Desse modo, atualmente, o processo não é mais apenas um meio formal preocupado com o seu respeito acima do próprio direito material, através do qual apenas a jurisdição diz o direito, limitando-se a responder aos pleitos que lhe são formulados. Hoje, o direito processual deve ser conceituado como o resultado da operação de um núcleo de direitos fundamentais, especialmente a ampla defesa e o devido processo legal, que atuam sobre uma base procedimental formada de meios que necessitam adequar-se aos fins de forma tão rica quanto a diversidade dos direitos materiais a serem tutelados.

Daí afirmar-se, por exemplo, a existência do processo externamente à jurisdição, como ocorre com o processo administrativo, na lição de (BACELLAR FILHO, 1998)11. Isso porque no momento em que a Constituição Federal utiliza a expressão “processo administrativo” acredita-se que tal opção vai muito além de uma simples preferência terminológica, admitindo a existência do regime jurídico processual nas atividades administrativas desprovidas de jurisdição, mas baseadas em atos procedimentais, contraditório e ampla defesa.

E é nesse sentido que se interpreta, também, a afirmativa de (FAZZALARI, 1996)12 quando ele retira o instituto da jurisdição do conceito de processo e diz que este consiste, na realidade, no procedimento em contraditório (princípio fundamental), pois na base de qualquer providência ou medida a ser tomada através dele, sempre estará o procedimento.

Percebe-se, desse modo, que a influência dos direitos fundamentais sobre a teoria e a prática processuais é tão profunda que não apenas os conceitos de tutela jurisdicional e de processo tendem a ser redefinidos como também a própria teoria processual necessita ser pensada nesta nova dimensão. Não se afigura razoável, por exemplo, segundo a perspectiva constitucional, que a condição para o exercício do direito de ação constituída pelo interesse de agir necessite sempre depender de adequação procedimental à estrutura do CPC e não ao direito material a ser tutelado, como será analisado adiante.

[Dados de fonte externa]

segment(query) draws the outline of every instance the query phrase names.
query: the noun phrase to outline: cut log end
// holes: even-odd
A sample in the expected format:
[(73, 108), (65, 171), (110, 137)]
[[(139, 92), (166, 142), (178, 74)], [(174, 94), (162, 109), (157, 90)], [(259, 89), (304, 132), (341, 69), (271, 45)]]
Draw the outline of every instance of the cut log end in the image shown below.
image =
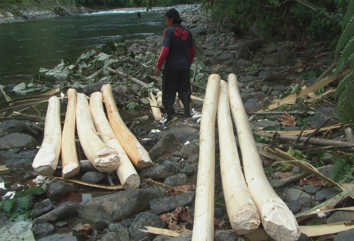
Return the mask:
[(96, 153), (94, 166), (100, 172), (112, 172), (117, 170), (120, 161), (120, 158), (114, 149), (104, 148)]
[(63, 168), (62, 175), (64, 178), (70, 178), (77, 175), (79, 171), (80, 166), (78, 163), (70, 162)]
[(281, 203), (274, 200), (264, 202), (262, 224), (266, 232), (275, 240), (296, 241), (300, 236), (297, 222), (286, 205)]
[(129, 176), (123, 184), (123, 188), (124, 190), (130, 189), (138, 189), (140, 185), (140, 177), (137, 174), (134, 174)]
[(260, 224), (259, 215), (255, 205), (244, 205), (235, 215), (231, 223), (233, 230), (239, 235), (248, 233)]

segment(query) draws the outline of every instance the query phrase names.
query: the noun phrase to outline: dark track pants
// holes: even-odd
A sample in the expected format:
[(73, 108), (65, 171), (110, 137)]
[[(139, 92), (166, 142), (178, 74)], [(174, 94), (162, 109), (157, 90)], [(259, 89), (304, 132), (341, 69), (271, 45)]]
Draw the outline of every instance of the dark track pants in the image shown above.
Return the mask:
[(173, 103), (176, 93), (185, 108), (185, 118), (190, 117), (191, 80), (189, 69), (181, 70), (164, 70), (162, 73), (162, 104), (167, 114), (167, 119), (176, 116)]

Hoje, dessa feita, acredita-se não existir paradoxo entre a especialização de procedimentos e o processualismo científico, embora o Livro IV de nosso Código de Processo Civil não tenha chegado a ser redigido pelo então ministro Alfredo Buzaid, exatamente porque este entendia que os procedimentos especiais eram a parte da ciência processual que não havia evoluído, acreditando tratarem-se de antigos vestígios do período procedimentalista sincrético abandonado pela evolução da teoria do direito processual civil, como explica (BAPTISTA DA SILVA, 1998a)13. Hoje, entretanto, não há dúvida de que procedimentos especiais como o mandado de segurança, o despejo e a reintegração de posse, são altamente efetivos e muitas vezes resultantes dos “lobbys” de determinadas setores econômicos.

Assim, a chamada “especialização de procedimentos” não deve ser concebida como a necessidade da criação de um procedimento especial previsto em lei para cada espécie de direito, o que não seria factível pela diversidade de direitos existentes – embora conveniente, na medida do possível – mas sim como a necessidade de adaptar-se os procedimentos segundo os casos concretos conforme a demanda dinâmica dos respetivos feitos. Logo, a especialização de procedimentos ora defendida não se liga apenas ao raciocínio legislativo de justificação das normas, mas sim, e principalmente, à lógica operativa de aplicação e adaptação dos procedimentos às vicissitudes das situações concretas.

Desse modo, a busca por adequação procedimental, classicamente concebida como um dos elementos constitutivos do interesse de agir que é condição da ação – ao lado do binômio necessidade/utilidade do pronunciamento jurisdicional – deixa de estar ligada à formalidade dos procedimentos previstos pelo CPC, para numa perspectiva jusfundamental, adequar-se ao direito material e às situações reais a serem tuteladas: adequar-se aos fins de tutela dos direitos e não aos meios constituídos pela rígida estrutura do CPC.

Portanto, a influência dos direitos fundamentais, as necessidades da sociedade de massas e a busca por sensatez científica, têm levado os estudiosos a reconhecer os objetivos da efetividade, do acesso à justiça e da instrumentalidade como atuais norteadores do desenvolvimento do direito processual civil. Acima da autonomia da relação jurídica processual em relação ao direito material está a própria efetividade da jurisdição, cujo aperfeiçoamento passa necessariamente pela via do processo. Sem que o direito possa se fazer sentir na vida prática dos litigantes, não há que se falar numa verdadeira evolução da teoria processual.

A teoria processual é diariamente testada no cotidiano forense. A grande missão do processo atual é trazer resultados com significativa segurança. O verdadeiro progresso da ciência processual não diz mais respeito à evolução de si mesmo, senão da sua íntima ligação com a prestação da justiça. Não há mais que se falar em evolução da teoria processual sem que haja resultados para os litigantes.

É nesse sentido que as últimas modificações do Código de Processo Civil demonstram grande preocupação com o respeito à dignidade da prestação da justiça (CPC, art. 14, V, § único), bem como com a flexibilização e desburocratização das regras processuais com vistas às mais adequadas aplicações do direito material.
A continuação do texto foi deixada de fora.